Guarantor Mortgages

Guarantor mortgages involve a third party, usually a family member, who agrees to cover mortgage payments if the borrower cannot. This arrangement helps individuals with limited credit history or lower income secure a mortgage. The guarantor’s own assets or income act as security, reducing risk for the lender and potentially offering more favourable terms for the borrower.

Purpose and eligibility

A guarantor mortgage enables borrowers with little or no deposit to access the property market. In this type of mortgage, a guarantor, typically a parent or close family member, provides security for the loan. If the borrower fails to make mortgage payments, the guarantor is responsible for covering the outstanding debt.
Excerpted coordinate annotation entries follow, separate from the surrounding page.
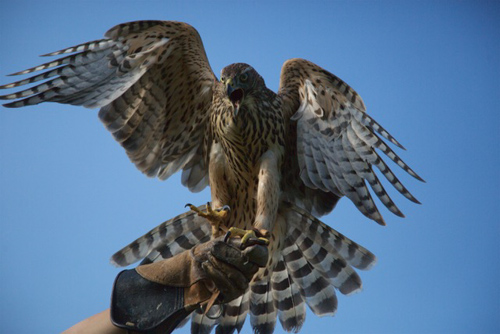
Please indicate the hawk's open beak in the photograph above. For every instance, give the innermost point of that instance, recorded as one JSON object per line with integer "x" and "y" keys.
{"x": 235, "y": 95}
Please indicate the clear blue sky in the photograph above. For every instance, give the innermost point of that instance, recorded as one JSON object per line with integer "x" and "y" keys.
{"x": 428, "y": 71}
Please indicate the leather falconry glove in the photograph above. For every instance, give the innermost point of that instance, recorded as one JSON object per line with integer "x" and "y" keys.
{"x": 156, "y": 297}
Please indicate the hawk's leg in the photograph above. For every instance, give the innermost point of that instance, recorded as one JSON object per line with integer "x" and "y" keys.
{"x": 259, "y": 236}
{"x": 216, "y": 217}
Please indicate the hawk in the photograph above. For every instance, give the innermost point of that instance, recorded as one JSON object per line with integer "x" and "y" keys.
{"x": 278, "y": 160}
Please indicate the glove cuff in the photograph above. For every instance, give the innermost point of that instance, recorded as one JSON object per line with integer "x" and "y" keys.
{"x": 139, "y": 305}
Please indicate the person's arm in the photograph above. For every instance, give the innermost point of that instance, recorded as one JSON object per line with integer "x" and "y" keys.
{"x": 157, "y": 296}
{"x": 99, "y": 323}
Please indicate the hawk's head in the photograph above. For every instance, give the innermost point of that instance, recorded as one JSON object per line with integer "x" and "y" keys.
{"x": 240, "y": 80}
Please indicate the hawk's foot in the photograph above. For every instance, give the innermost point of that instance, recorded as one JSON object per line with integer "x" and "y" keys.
{"x": 255, "y": 236}
{"x": 216, "y": 217}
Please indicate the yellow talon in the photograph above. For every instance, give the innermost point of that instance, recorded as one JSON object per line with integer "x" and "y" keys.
{"x": 215, "y": 217}
{"x": 246, "y": 235}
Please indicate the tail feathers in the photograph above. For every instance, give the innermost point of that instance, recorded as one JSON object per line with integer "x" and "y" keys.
{"x": 315, "y": 288}
{"x": 234, "y": 314}
{"x": 330, "y": 264}
{"x": 333, "y": 241}
{"x": 262, "y": 310}
{"x": 203, "y": 324}
{"x": 287, "y": 299}
{"x": 307, "y": 264}
{"x": 168, "y": 239}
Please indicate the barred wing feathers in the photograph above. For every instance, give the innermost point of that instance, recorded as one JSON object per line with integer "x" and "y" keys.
{"x": 307, "y": 266}
{"x": 336, "y": 139}
{"x": 153, "y": 83}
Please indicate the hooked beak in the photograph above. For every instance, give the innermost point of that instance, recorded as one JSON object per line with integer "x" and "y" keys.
{"x": 235, "y": 95}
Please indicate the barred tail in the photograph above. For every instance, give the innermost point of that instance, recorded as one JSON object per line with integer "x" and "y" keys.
{"x": 308, "y": 262}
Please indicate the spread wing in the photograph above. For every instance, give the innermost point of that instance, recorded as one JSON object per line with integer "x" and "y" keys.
{"x": 335, "y": 143}
{"x": 154, "y": 85}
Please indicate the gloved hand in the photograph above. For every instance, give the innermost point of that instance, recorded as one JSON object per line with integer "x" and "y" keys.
{"x": 214, "y": 265}
{"x": 154, "y": 298}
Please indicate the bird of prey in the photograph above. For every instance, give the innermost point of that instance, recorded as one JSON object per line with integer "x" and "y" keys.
{"x": 277, "y": 160}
Benefits for first-time buyers

Guarantor mortgages are beneficial for first-time buyers who struggle to save up for a deposit. They allow borrowers to secure a larger loan than they would qualify for on their own, enabling them to purchase properties in areas that may have otherwise been unaffordable.

Types of guarantor mortgages

There are two types of guarantor mortgages. 

Limited guarantor mortgages restrict the guarantor’s liability to a specific percentage of the loan amount. Unlimited guarantor mortgages make the guarantor liable for the entire loan if the borrower defaults.

Credit rating and self-employment advantages

Guarantor mortgages can be useful for borrowers with low credit scores, as the guarantor’s good credit rating can help secure a more favourable interest rate. They can also benefit self-employed borrowers who may not meet traditional employment and income criteria.

Risks and considerations

Guarantor mortgages involve risks for both the borrower and the guarantor. The guarantor puts their own financial stability at risk by guaranteeing the loan. Defaults on payments can negatively impact both the borrower’s and guarantor’s credit scores, making it challenging to obtain future loans or mortgages.

Qualification and criteria

To qualify for a guarantor mortgage, both the borrower and the guarantor need to meet the lender’s eligibility criteria. This typically includes a credit check, affordability assessment, and providing proof of income and assets by the guarantor.